Also i make some mirrors, just in case..

Installation of the font:
To install the font you must copy the fsex2p00_public.ttf from fixedsys.zip archive to the fonts dir from windows directory.
Click start->run type: fonts, the fonts directory will be opened. Copy the fsex2p00_public.ttf to this directory.
Now you can select the font from mIRC Font box.

Flash Video instalation of the font and activate UTF-8 for Channels and Private Messages Windows:
http://irc.server.md/mirc_utf8.htm (533kb)
Posted By: raZOR

Re: UTF-8 support in mIRC - 18/02/06 04:13 PM

i still dont understand 1 thing

on 6.17 i use Verdana font with western encoding, i set in font options Display and Encode.

now i typed some letters from my language in mirc 6.03
i my channel, it shows them weird (thats ok) but mirc 6.17 also received those char's as weird...

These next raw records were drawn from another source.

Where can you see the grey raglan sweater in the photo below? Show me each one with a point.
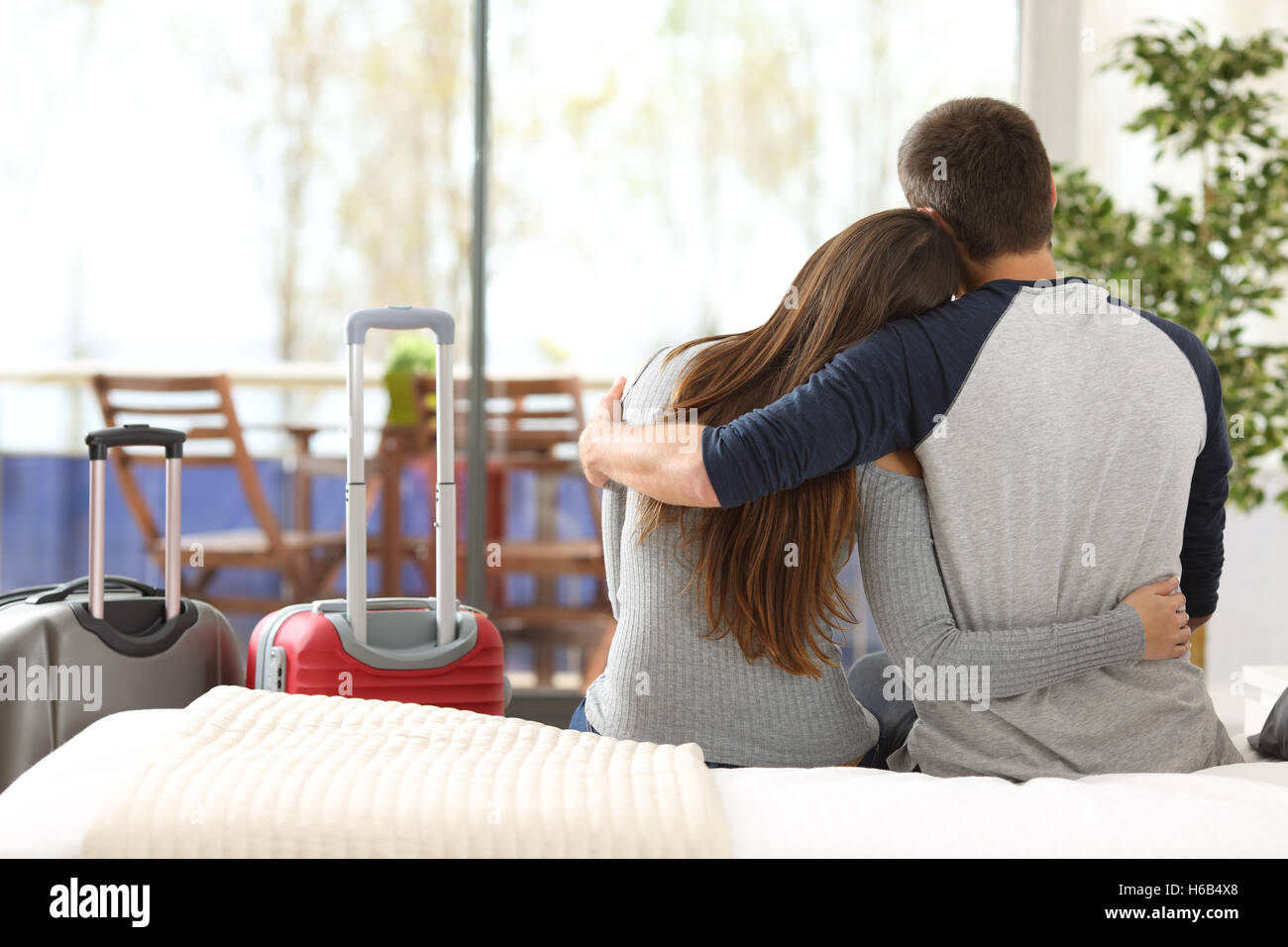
(668, 684)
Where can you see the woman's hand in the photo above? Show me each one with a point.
(599, 428)
(1167, 633)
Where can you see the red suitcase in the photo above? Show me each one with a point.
(391, 650)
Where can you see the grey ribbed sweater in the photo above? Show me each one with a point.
(668, 684)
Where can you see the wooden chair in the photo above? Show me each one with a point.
(204, 407)
(532, 427)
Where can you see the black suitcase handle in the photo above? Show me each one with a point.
(134, 436)
(59, 592)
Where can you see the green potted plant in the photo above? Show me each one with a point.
(1214, 260)
(410, 355)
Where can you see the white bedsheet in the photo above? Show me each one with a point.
(1236, 810)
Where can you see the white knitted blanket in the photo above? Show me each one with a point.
(253, 774)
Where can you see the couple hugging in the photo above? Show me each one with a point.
(1033, 474)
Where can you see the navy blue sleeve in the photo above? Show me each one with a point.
(853, 410)
(1203, 548)
(883, 394)
(1203, 545)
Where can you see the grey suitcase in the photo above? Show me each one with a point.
(76, 652)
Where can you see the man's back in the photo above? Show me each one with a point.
(1060, 479)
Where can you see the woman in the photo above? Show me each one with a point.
(728, 618)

BUT when i typed them in 6.17, then 6.17 showed them ok...

so does this means that 6.17 can receive(display) such char's right ONLY if 6.17 communicates with 6.17 ?
Posted By: Adrenalin

Re: UTF-8 support in mIRC - 19/02/06 07:33 PM

so does this means that 6.17 can receive(display) such char's right ONLY if 6.17 communicates with 6.17 ?

That's right, when the encode option are activated, mIRC encode all the special chars to UTF-8, so only a utf-8 compatible client(like mIRC 6.17 or XChat) can decode and display it correcly.
Posted By: Rounin

Re: UTF-8 support in mIRC - 19/02/06 11:25 PM

Hm, yes, the only languages for which UTF-8 is compatible with the old encodings are those which only use the letters A-Z, primarily English.

For all other languages, everyone needs to be able to at least read the same character sets.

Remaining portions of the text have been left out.